Al excelentísimo Duque de Palma se le acusa de estar embrollado en negocios turbios, de haberse apropiado ilícitamente de fondos públicos. Prevaricación, malversación de fondos, fraude a la administración y evasión fiscal, pero, al margen de la tipificación precisa de los delitos (que en el fondo a ningún leñador le interesa), lo que se repite hasta la saciedad es que el marido de la Infanta Cristina se ha aprovechado de su vinculación con la Casa Real para forrarse sin dar ni chapa a costa del dinero de todos. Y eso cuando lo único que ha hecho Iñaki, un muchacho excelente, bonachón y magnífico deportista, es ponerse al servicio de la promoción de los intereses públicos, aportar su grano de arena para que la imagen internacional de las Baleares o de Valencia creciera en prestigio, con las incuestionables ventajas que supone para el bienestar de sus ciudadanos.

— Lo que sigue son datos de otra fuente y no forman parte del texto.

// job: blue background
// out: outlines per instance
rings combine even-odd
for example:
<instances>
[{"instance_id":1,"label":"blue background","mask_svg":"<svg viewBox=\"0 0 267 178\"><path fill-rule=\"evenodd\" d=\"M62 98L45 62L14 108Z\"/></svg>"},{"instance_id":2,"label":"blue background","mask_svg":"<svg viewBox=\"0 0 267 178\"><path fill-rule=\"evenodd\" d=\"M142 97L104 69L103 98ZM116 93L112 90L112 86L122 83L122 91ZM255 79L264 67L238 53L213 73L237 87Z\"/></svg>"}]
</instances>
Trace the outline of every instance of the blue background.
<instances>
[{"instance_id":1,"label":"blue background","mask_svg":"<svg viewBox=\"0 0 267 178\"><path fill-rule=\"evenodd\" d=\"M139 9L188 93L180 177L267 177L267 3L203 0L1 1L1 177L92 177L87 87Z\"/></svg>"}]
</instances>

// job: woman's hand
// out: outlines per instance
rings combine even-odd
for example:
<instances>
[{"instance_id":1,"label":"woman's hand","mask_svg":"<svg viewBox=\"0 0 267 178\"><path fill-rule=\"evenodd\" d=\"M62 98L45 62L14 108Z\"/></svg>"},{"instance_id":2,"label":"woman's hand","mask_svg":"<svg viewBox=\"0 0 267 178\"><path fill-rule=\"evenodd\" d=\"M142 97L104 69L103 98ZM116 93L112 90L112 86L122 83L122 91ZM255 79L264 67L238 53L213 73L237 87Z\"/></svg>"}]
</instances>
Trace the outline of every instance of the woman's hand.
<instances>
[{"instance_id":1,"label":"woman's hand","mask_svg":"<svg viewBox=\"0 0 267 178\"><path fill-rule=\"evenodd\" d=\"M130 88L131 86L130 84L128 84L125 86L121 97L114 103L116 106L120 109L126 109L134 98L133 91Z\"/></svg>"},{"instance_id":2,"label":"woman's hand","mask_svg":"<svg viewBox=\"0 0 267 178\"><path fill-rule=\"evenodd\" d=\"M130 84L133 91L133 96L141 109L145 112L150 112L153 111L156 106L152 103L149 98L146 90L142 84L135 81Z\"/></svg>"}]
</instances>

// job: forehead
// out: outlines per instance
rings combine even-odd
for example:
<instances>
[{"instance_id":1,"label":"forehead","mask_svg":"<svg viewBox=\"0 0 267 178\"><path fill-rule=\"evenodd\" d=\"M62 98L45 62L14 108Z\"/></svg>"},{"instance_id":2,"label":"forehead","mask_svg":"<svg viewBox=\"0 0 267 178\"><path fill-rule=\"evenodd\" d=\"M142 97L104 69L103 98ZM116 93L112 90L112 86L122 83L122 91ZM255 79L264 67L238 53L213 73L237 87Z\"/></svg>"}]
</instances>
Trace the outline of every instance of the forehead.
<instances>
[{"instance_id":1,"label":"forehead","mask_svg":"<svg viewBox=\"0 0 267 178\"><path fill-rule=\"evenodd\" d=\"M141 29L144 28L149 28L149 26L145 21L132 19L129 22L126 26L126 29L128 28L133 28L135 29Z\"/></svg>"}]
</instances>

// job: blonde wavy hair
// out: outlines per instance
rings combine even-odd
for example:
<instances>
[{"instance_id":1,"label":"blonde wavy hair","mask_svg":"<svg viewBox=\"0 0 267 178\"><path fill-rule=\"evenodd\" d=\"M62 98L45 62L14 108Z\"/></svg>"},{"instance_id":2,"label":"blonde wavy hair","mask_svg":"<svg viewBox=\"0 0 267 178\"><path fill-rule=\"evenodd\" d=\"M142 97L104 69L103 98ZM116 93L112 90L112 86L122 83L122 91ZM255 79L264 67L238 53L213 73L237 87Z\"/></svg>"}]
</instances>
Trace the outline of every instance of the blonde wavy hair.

Malintencionadamente parecemos olvidar lo duro y sacrificado que es pertenecer a la Casa Real. Piénsese por un momento en ese chaval de veintiocho años que en los Juegos Olímpicos de Atlanta se enamora nada menos que de la hija del Rey y por amor (cuánto tiene que haber) está dispuesto a convertir su vida en una continua dedicación a los intereses de sus compatriotas, renunciando inevitablemente a todas las aspiraciones privadas que, como cualquiera de nosotros, pudiera tener. Tuvo desde luego el mejor modelo y guía en la persona de su suegro, pues difícilmente puede señalarse otra figura pública con tan altas responsabilidades y prerrogativas que haya demostrado mayor capacidad de servicio, una conducta más ejemplar en lo que se refiere a relegar hasta límites ascéticos cualquier apetencia personal para dedicar todos sus desvelos y esfuerzos al bienestar de sus súbditos. Sólo después de haber reflexionado serenamente sobre estos aspectos podemos empezar a entender y valorar el temple humano (aunque mejor merecería ser adjetivado de heroico) que atesora Urdangarín. Pero, miserables como somos, de esto no se dice nada.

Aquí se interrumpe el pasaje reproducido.